ARGs in .argn format can be obtained using ARG-Needle or Threads, or converted from other formats (e.g. .tsz) using arg-needle-lib as described here.

Example

arg-rhe --assoc --argfile demo_files/10kb_region_20k_samples.argn --pheno demo_files/h2_5e-03_alpha_-0.5.phenos --out demo_files/output.csv --mu 1e-6 --alpha -0.5 --mac 1 --seed 42

Notes

  • The input ARG usually covers a small genome window (e.g. a gene region). We provide scripts in utils folder in the repo to trim an inferred ARG in arg-needle’s .argn format and tskit’s compressed .tsz format. Note that the trimming start and end positions treat 0 as the beginning of the ARG file, not including the offset between physical position and ARG position.
  • The input phenotypes should be residualised against all covariates. We provide an example routine in utils folder in the repo to do so.

BLUP or LOCO residuals

arg-lmm implements additional ARG-based LMM analyses using efficient ARG-matrix multiplication and numerical algorithms such as a conjugate gradient solver, as described in Zhu, Kalantzis et al., Cell Genomics, 2025.

  • Estimating genome-wide heritability with ARG-RHE
  • Computing the best linear unbiased predictor (BLUP)
  • Calculating leave-one-chromosome-out (LOCO) residuals for association testing

These analyses are more experimental than ARG-RHE, which has been more extensively tested and applied to UK Biobank data. They can be run using the additional flags described below:

arg-lmm --h2 --argfiles <list_of_paths_to_args> --pheno <path_to_phenotypes> --out <output_path> --blup --ncalib <num_of_snps_to_estimate_gamma> --alpha <alpha>
arg-rhe --h2 --argfiles <list of paths to args> --pheno <path_to_phenotypes> --out <output_path> --blup --ncalib <num of snps to estimate gamma> --alpha <alpha>

where

  • <list_of_paths_to_args> is a list of filepaths to chromosome-specific .argn ARGs; at least two are required.
  • <ncalib> (optional) is the number of markers per chromosome used to estimate the GRAMMAR–Gamma calibration factor.
  • <output_path> is a prefix for all output files (BLUP, LOCO residuals, calibration factors).
  • --blup is a flag to compute the BLUP (not performed by default).
  • --h2 is a flag to estimate genome-wide heritability and its jackknife standard error (treating each ARG as a single block); when present, per-phenotype h2 and se are saved to <output_path>.h2.csv.

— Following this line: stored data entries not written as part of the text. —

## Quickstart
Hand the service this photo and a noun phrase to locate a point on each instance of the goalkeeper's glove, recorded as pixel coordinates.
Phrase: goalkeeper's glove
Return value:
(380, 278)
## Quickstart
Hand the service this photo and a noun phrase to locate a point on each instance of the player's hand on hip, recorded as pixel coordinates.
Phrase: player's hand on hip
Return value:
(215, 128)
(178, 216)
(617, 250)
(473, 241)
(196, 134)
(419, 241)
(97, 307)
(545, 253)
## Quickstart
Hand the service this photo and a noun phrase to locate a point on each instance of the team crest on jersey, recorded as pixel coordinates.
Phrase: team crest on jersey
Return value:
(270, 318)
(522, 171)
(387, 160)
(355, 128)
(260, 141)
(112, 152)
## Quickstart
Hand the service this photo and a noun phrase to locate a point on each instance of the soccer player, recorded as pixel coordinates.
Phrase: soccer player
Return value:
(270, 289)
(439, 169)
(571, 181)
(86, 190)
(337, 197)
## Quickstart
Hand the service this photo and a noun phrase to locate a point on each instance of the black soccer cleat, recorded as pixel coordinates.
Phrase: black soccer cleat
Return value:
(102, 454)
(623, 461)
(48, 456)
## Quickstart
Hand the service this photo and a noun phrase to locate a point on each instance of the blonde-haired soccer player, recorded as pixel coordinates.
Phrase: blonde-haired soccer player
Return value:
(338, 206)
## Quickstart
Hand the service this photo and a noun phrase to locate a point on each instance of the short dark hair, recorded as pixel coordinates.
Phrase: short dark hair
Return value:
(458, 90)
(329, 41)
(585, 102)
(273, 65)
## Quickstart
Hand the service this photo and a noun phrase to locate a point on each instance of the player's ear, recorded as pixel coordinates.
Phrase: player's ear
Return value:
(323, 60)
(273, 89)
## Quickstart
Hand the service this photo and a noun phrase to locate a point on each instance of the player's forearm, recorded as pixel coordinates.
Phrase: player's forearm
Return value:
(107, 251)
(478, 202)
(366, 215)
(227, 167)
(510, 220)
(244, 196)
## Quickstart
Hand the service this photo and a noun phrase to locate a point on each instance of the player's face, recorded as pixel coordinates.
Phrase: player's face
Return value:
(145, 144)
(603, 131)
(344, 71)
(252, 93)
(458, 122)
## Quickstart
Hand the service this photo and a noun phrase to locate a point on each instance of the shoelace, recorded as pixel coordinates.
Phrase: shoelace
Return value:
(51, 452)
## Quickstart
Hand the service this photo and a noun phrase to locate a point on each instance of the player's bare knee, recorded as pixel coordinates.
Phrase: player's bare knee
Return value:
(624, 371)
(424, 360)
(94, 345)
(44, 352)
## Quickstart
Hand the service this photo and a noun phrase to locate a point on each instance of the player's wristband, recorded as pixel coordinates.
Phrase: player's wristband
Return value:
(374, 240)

We provide simulated ARGs (one per hypothetical chromosome) and five phenotypes for 5,000 diploid samples in demo_files, generated under a model with 10 chromosomes and h2 = 0.25.

Examples

Example genome-wide heritability analysis:

arg-rhe --h2 --argfiles demo_files/sims.N5000.chr{1..10}.arg --pheno demo_files/sims.N5000.phenotypes --out demo_files/arg_loco.new

Example BLUP analysis:

arg-lmm --argfiles demo_files/sims.N5000.chr{1..10}.arg --pheno demo_files/sims.N5000.phenotypes --out demo_files/arg_loco.new --blup

Example LOCO with ncalib:

arg-lmm --argfiles <list_of_paths_to_args> --pheno <path_to_phenotypes> --out <output_path> --blup --ncalib <num_of_snps_to_estimate_gamma> --alpha <alpha>

Licenses

The liu_sf method is copied from chiscore under the MIT License instead of using PyPI due to a broken chi2comb dependency.

Citation

ARG-RHE and other scalable ARG-LMM analyses are described in

Zhu, Kalantzis, et al., “Leveraging ancestral recombination graphs for scalable mixed-model analysis of complex traits”, Cell Genomics, 2025.

ARG-based LMM analyses based on explicit ARG-GRMs are described in

Zhang et al., “Biobank-scale inference of ancestral recombination graphs enables genealogical analysis of complex traits”, Nature Genetics, 2023.